A total of 40 cell-line–derived DNA samples of known HLA type were obtained from IHWG and sequenced at four loci (HLA-A, -B, -C, and -DRB1). We compared our predictions with the genotypes reported in the public database for those cell lines. Out of 229 alleles from the 40 cell lines typed for HLA-A, -B, -C, and -DRB1 loci, the concordance of our approach with previously determined HLA types was 99% (226/229, see Dataset S1). To further test the accuracy of our approach, we evaluated these discordant alleles by using an independent long-range PCR amplification, and sequenced the PCR products using Sanger sequencing. The HLA-DRB1 locus in the cell-line FH11 (IHW09385) was previously reported as 01:01/11:01:02, which we found to be 01:01/11:01:01. One nucleotide, 12 bases upstream from the end of exon 2, differentiated HLA-DRB1*11:01:01 from HLA-DRB1*11:01:02. Sanger sequencing verified that the HLA-DRB1 locus of the cell-line FH11 is 01:01/11:01:01 (Fig. S1). The reference alleles listed for the HLA-B locus of the cell-line FH34 (IHW09415) are 15/15:21 and, on the basis of our sequencing data, we are able to extend the resolution to 15:35/15:21. Our data showed that Illumina sequencing reads were aligned to both HLA-B*15:21/15:35 references continuously. HLA-B*15:21 and HLA-B*15:35 were different in three positions in exon 2, and seven positions in exon 3. The Sanger sequencing chromatogram indicated the presence of a mixture in the corresponding positions at exon 2, matching the expected combination of HLA-B*15:21/15:35 (Fig. S2). The HLA-B locus of the cell-line ISH3 (IHW09369) was reported as homozygous for 15:26N in the IHWG cell-line database. Our Illumina sequencing reads mapped to exons 2–5, but not exon 1 of the HLA-B*15:26N reference. Instead, the reads mapped to exons 1, 3, 4, and 5, but not exon 2 of the HLA-B*15:01:01:01 reference. There is no reference sequence available where the Illumina reads could tile continuously across the reference sequence. The Sanger sequencing data confirmed that ISH3 HLA-B allele had the exon 1 sequence as that of 15:01:01:01 and the sequence of exons 2–5 of 15:26N (Fig. S3).
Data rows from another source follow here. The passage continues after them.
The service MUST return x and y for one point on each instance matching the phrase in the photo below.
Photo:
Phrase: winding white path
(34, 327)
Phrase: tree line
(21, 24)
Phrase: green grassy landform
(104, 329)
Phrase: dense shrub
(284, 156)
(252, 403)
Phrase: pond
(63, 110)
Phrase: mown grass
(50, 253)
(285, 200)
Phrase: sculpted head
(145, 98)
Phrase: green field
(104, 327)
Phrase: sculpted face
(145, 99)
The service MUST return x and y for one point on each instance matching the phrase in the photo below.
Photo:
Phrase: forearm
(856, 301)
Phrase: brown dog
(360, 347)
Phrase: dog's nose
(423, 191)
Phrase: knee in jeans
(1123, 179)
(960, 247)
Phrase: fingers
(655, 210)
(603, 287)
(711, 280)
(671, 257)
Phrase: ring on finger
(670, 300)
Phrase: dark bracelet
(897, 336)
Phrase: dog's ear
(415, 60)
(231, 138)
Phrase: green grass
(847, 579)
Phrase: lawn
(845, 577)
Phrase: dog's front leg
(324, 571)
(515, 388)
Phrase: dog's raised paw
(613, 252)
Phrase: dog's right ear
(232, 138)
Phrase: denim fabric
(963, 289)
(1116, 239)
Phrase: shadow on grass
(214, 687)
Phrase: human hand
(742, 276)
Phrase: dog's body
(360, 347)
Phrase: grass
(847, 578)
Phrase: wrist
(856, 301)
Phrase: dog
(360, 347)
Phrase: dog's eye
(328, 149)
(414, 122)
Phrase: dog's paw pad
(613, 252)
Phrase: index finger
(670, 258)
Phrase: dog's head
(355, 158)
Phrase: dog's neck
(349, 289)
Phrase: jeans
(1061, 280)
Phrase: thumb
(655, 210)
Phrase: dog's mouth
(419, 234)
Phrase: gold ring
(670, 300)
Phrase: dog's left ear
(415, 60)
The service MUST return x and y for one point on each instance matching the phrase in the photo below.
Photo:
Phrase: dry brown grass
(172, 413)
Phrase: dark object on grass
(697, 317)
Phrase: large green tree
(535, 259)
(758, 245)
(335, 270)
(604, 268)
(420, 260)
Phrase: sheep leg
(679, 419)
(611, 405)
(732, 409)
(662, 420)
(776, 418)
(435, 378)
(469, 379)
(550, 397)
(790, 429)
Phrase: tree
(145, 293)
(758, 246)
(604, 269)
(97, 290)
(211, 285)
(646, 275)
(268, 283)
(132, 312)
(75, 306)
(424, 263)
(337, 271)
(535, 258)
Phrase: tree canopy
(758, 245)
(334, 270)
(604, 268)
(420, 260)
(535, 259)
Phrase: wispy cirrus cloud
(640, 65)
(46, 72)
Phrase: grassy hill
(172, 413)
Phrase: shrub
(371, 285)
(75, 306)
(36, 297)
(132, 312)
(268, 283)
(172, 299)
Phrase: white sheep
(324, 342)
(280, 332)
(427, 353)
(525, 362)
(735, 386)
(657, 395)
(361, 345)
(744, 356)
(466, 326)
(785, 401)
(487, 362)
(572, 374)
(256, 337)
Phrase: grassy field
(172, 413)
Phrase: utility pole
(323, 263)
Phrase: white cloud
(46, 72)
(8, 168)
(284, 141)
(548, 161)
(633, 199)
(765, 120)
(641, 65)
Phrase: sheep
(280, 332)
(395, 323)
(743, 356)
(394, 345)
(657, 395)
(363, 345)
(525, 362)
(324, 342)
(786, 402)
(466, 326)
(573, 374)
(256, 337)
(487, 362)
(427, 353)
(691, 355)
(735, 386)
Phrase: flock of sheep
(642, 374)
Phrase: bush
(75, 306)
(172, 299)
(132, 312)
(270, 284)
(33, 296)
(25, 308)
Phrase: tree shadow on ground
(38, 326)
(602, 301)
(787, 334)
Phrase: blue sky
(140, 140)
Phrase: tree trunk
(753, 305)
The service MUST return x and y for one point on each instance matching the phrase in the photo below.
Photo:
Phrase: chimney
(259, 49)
This finding suggests that either there is an error in the exon 1 region of B*15:26N reference sequence or that it represents yet another previously undescribed B*15 null allele.

Genotyping Four Highly Polymorphic HLA Genes in 59 Clinical Samples.

To test increased throughput using our approach, we pooled 59 clinical samples and typed HLA-A, -B, -C, and -DRB1 in a single HiSeq2000 lane. Of these, 47 samples (samples 1–47, Dataset S2) from an HLA disease association study were typed both by our methodology and an oligonucleotide hybridization assay. Even though the resolution of the probe-based assay was lower, the pairwise comparisons of possible genotypes showed overlap in at least one possible genotype for all loci in all samples. There were no allele dropouts in testing by either methodology. Twelve additional samples included specimens of HSCT patients or donors that presented less common or unique allele types (samples 48–59, Dataset S2). In this group, two samples with insertions of 5 and 8 exonic nucleotide insertions were concordantly typed by both classic Sanger sequencing and by the methodology described in the present study (Fig. 3 1.a–c and 2.a–c). The occurrence of these insertions shows a change in the reading frame with the occurrence of premature termination codons; therefore, the corresponding mature HLA proteins of these alleles are not expressed on the cell surface (null). In conventional sequencing, both heterozygous alleles are coamplified and sequenced. However, when one of the alleles contains an insertion or deletion, it results in an off-phase heterozygous sequence and the readout is cumbersome and laborious; in contrast, the readout obtained by the unique methodology was straightforward. The precise identification of the type of insertion/deletion in these unique alleles is of crucial importance in clinical histocompatibility practice. The allele containing the insertion or deletion may not be expressed because the reading frame may include changes in the amino acid sequence, resulting in the occurrence of premature termination codons or it may have altered expression if the mutations are close to mRNA splicing sites (Fig. 3.3). If a mutation of this nature is overlooked, the evaluation of the HLA typing match between a patient and an unrelated donor could easily be incorrect.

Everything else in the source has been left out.